3. conquanto ele a classifique como "científica", Assim posta por Harnack, essa questão reforça minha classificação de sua teologia como racionalização ainda fideísta do cristianismo, um exercício de "secularização" lingüistica da mitologia de que se reveste o conjunto da plataforma teológico-filosófica da religião cristã, talvez uma transposição de termos, ou seja, uma tradução, uma interpretação, uma atualização do conteúdo mítico do cristianismo por meio da linguagem, da filosofia e da cultura européia de sua época - algo como Paulo fez com a tradição judaico-cristã jerosolimitana, porque, afinal, é preciso fazer-se grego, para (pegar) o grego, e judeu para (pegar) o judeu... Digo-o pelo fato de que ainda se pode flagrar "Deus" no centro do argumento de Harnack: "se Deus e o mundo...". Ora, para uma teologia realmente científica, "Deus" não é mais argumento. Não é possível que o seja. Quando o é, sabe-se que jogo aí se joga.
4. Eis o raciocínio. Para uma teologia científica, para o que implica ser ela, necessariamente, sem tergiversações, kantiana e científico-humanista, isto é, implica seu reconhecimento de que o discurso humano pára e deve parar nos limites perscrutáveis da matéria e da história (o supra-material, se existente, é inescrutável ao homem, e pôr, aí, a revelação, é propor e fazer pseudo-ciência - Barth é a reencarnação de Platão, Paulo, Agostinho e Lutero, e nada mais do que isso, o que está de bom tamanho para a fé, mas não para a ciência, bem como para nada que se diga científico, mesmo uma "teologia científica"), sondando, então, isso que lhe é prescrutável por meio das ciências (humanas, da natureza, exatas, cognitivas), todo e qualquer discurso sobre "Deus" (metafísico-mitológico) não constitui outra coisa que não imaginação humana, seja estética, seja política. Logo, não se presta a argumentações, quaisquer que sejam, seja sobre ele, seja a partir dele.

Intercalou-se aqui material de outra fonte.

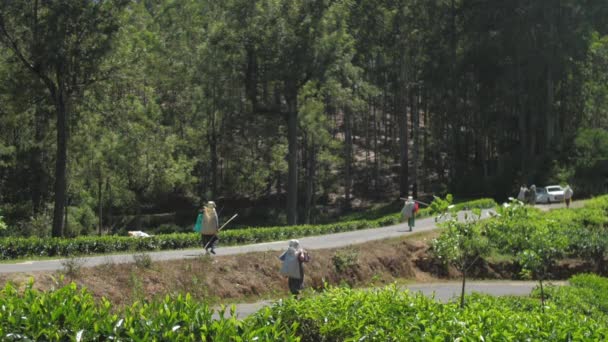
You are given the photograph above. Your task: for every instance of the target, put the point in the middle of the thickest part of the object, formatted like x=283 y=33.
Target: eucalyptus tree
x=62 y=44
x=294 y=42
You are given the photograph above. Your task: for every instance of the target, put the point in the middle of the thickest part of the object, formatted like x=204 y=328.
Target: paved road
x=311 y=242
x=442 y=292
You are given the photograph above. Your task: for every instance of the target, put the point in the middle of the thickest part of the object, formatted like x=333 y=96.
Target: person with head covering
x=521 y=196
x=210 y=226
x=532 y=194
x=568 y=195
x=409 y=212
x=292 y=267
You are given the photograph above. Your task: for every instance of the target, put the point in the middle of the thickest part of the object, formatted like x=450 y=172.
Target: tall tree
x=62 y=44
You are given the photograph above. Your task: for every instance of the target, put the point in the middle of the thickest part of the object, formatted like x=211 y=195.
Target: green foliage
x=390 y=314
x=461 y=243
x=345 y=260
x=15 y=248
x=573 y=313
x=142 y=260
x=72 y=314
x=591 y=160
x=3 y=225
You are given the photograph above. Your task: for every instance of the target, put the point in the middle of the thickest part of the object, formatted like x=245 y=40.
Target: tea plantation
x=572 y=313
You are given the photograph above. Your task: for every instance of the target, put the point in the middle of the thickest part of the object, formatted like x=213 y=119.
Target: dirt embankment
x=256 y=275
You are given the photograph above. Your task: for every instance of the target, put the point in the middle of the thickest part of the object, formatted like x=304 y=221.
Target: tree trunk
x=61 y=163
x=416 y=131
x=403 y=146
x=99 y=199
x=376 y=170
x=212 y=138
x=550 y=130
x=310 y=182
x=348 y=154
x=39 y=180
x=292 y=158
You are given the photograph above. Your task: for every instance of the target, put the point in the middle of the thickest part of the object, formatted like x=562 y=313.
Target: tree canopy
x=113 y=110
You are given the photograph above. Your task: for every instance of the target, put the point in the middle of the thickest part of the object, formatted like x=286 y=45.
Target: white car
x=550 y=194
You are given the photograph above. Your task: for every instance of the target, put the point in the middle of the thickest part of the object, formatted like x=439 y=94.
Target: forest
x=119 y=113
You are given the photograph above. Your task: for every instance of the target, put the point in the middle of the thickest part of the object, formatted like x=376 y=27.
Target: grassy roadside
x=22 y=248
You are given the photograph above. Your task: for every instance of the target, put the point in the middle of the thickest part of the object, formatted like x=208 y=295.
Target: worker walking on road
x=409 y=212
x=210 y=226
x=568 y=195
x=292 y=267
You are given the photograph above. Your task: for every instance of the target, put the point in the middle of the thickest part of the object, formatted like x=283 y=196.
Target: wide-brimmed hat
x=294 y=244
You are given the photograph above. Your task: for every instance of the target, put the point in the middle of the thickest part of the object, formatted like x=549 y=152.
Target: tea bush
x=15 y=248
x=572 y=313
x=70 y=314
x=392 y=315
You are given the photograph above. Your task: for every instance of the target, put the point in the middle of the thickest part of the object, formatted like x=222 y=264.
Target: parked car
x=549 y=194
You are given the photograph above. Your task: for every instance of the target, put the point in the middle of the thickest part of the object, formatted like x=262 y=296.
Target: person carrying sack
x=568 y=195
x=409 y=212
x=292 y=267
x=209 y=227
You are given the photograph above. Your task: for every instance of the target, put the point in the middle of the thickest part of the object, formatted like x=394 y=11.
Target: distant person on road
x=409 y=212
x=532 y=195
x=568 y=195
x=292 y=267
x=210 y=226
x=521 y=196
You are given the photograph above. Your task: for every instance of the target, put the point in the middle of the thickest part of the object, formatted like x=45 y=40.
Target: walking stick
x=222 y=227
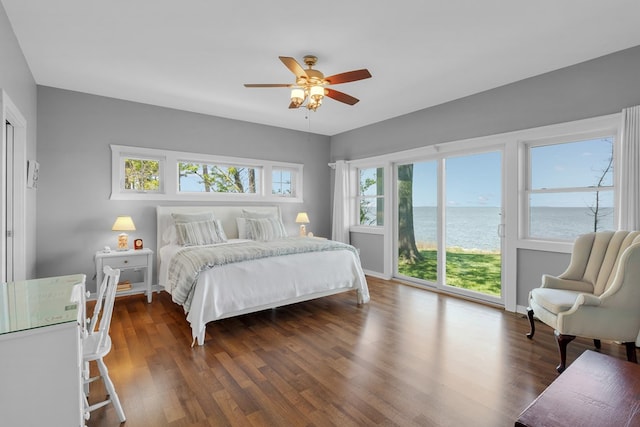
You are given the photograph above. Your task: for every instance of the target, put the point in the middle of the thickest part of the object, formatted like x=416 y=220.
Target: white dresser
x=41 y=353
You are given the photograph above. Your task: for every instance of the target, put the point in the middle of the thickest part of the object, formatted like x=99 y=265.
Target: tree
x=406 y=237
x=141 y=174
x=595 y=209
x=221 y=179
x=365 y=203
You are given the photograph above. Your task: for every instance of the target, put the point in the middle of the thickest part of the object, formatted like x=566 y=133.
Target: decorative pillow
x=247 y=213
x=169 y=235
x=182 y=218
x=221 y=234
x=241 y=223
x=244 y=231
x=198 y=229
x=198 y=233
x=266 y=228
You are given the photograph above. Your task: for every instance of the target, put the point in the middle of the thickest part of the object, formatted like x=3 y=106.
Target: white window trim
x=169 y=176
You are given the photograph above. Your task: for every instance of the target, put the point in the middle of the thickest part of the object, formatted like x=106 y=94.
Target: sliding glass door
x=449 y=220
x=472 y=222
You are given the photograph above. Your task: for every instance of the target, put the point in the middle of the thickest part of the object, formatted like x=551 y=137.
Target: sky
x=475 y=180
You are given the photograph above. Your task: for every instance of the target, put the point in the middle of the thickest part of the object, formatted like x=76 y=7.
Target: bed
x=248 y=265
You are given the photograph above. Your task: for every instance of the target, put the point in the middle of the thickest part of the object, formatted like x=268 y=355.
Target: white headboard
x=226 y=214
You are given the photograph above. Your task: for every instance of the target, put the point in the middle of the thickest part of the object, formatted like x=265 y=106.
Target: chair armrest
x=587 y=299
x=554 y=282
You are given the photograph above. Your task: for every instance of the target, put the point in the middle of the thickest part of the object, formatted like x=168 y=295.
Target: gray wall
x=75 y=214
x=602 y=86
x=16 y=80
x=599 y=87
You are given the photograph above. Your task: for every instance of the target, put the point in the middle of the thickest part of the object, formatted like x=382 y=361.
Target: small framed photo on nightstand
x=137 y=244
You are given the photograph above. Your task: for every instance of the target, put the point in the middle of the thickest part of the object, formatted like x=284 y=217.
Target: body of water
x=477 y=227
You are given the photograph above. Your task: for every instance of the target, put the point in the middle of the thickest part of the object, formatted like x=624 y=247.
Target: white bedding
x=249 y=286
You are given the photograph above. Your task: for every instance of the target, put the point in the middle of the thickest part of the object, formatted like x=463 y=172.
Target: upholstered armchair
x=597 y=297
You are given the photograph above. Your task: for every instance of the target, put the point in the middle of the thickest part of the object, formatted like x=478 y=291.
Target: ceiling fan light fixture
x=316 y=92
x=310 y=84
x=297 y=96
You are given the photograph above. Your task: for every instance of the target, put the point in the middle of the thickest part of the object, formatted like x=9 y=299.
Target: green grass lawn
x=479 y=272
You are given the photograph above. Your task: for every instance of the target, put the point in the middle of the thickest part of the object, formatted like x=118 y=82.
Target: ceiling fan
x=311 y=85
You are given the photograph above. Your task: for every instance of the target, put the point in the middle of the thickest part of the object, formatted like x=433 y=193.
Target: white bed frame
x=227 y=215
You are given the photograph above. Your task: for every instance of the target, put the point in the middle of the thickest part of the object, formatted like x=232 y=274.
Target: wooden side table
x=595 y=390
x=141 y=259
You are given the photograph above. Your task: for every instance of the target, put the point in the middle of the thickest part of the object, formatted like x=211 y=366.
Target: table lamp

5. Quando Harnack argumenta sobre o que significaria e como se alcançaria a união estreita entre "Deus" e a "vida", ou seja, entre o dever de "amar a Deus" e "amar o próximo", "núcleo do evangelho", pergunta se não é apenas pela moralidade que se pode chegar aí. Nesse preciso momento, Harnack traz para a arena o "mito" de Deus e do "amor a Deus", eventualmente válido, em face da fé, mas inalcançável para a razão - a racionalização da fé não é um exemplo recomendável do uso adequado da razão, há de se saber, certamente.
6. O que Harnack está a fazer é tentar "vencer o adversário em seu próprio campo". Uma vez que a teologia fala de Deus e do amor a Deus, embora não o pudesse, se fosse científica, Harnack racionaliza sobre uma tal relação entre Deus e a vida, como se essa espécie de raciocínio fizesse sentido para a ciência. E não faz. Até porque ela, essa relação, é, pela ciência, reduzida não à relação entre Deus e a vida, mas entre a vida e uma criação da vida, entre a vida humana e um conceito humano, uma relação entre o homem e uma idéia desse mesmo homem, uma relação do homem consigo mesmo - uma experiência estética de projeção de si como outro. No campo científico, não se pode ir além disso - e, caso se vá (e Harnack vai), sai-se do trilho da ciência. Não é obrigatório a ninguém trafegar nesse trilho. É obrigatório, contudo, que qualquer trem que se diga científico trafegue por aí. Harnack quer uma teologia científica? Então pronto.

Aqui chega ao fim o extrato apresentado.